ClawNex Shield Rules
ClawNex Shield Rules are the built-in detection rules used by Prompt Shield. The current ruleset contains 163 rules organized into 10 categories. Every LLM prompt and response is scanned against these rules to detect threats.
Rule Categories
| Category | Rules | Severity Range | False Positive Risk | Notes |
|---|---|---|---|---|
| secrets | 21 | CRITICAL-HIGH | Low | API keys, tokens, credentials. Very reliable. |
| commands | 19 | CRITICAL-HIGH | Low-Medium | Shell commands, reverse shells. Can trigger on code-generation tasks. |
| trust-exploit | 18 | HIGH-MEDIUM | Medium | ”Ignore previous instructions” and similar injection patterns. |
| sensitive-paths | 14 | HIGH-MEDIUM | Low | References to credential files (.ssh, .env, etc.). |
| c2 | 12 | CRITICAL-HIGH | Low | C2 beacons, webhook exfiltration, cloud metadata attacks. |
| cognitive-file | 8 | CRITICAL-HIGH | High (internal) | References to SOUL.md, MEMORY.md. Will false-positive on agent system prompts — use the whitelist. |
| jailbreak | 8 | HIGH | Medium | Known jailbreak patterns (grandma exploit, token smuggling). |
| financial | 7 | CRITICAL-MEDIUM | Medium | Credit cards, SSNs, IBANs. FIN-SWIFT-CODE may match all-caps words. |
| steganography | 6 | HIGH-MEDIUM | Low | Zero-width characters, homoglyphs, BIDI overrides. |
| encoding | 6 | MEDIUM | Medium | Base64, hex, ROT13 encoded payloads. |
Scoring and Verdicts
Score = SUM(severity_weight x confidence x min(matchCount, 5))
capped at 100
Severity weights: CRITICAL = 30, HIGH = 20, MEDIUM = 10, LOW = 5| Condition | Verdict |
|---|---|
| Any CRITICAL detection | BLOCK (regardless of score) |
| Score >= 60 | BLOCK |
| Score >= 25 | REVIEW |
| Score < 25 | ALLOW |
Three-Layer Detection
| Layer | Mechanism | Timing | Can Block? |
|---|---|---|---|
| Pre-call scan | LiteLLM async_pre_call_hook | Before model sees the prompt | Yes (if block mode is on) |
| Post-call scan | LiteLLM log_success_event | After response received | No (informational) |
| Retroactive scan | Session Watcher polls JSONL logs | Minutes to hours later | No (detection only) |
Outbound Detection (Data Leak Prevention)
Applied to model responses:
| Pattern | Severity |
|---|---|
| Private key material | CRITICAL |
| Password assignments | HIGH |
| Environment variable leaks | MEDIUM |
| Internal IP addresses | MEDIUM |
| Database connection URIs | HIGH |
Shield Modes
| Mode | Behavior |
|---|---|
| OBSERVE (default) | Traffic is scanned and logged.
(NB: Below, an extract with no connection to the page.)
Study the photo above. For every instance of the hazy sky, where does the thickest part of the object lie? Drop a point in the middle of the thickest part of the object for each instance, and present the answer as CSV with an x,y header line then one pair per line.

Threats are flagged but not blocked. |
| BLOCK | Threats that score BLOCK are actively rejected before reaching the AI model. |
Start in OBSERVE mode. Review traffic for a few days to understand what your agents send. When confident the shield is not producing false positives on legitimate traffic, switch to BLOCK mode.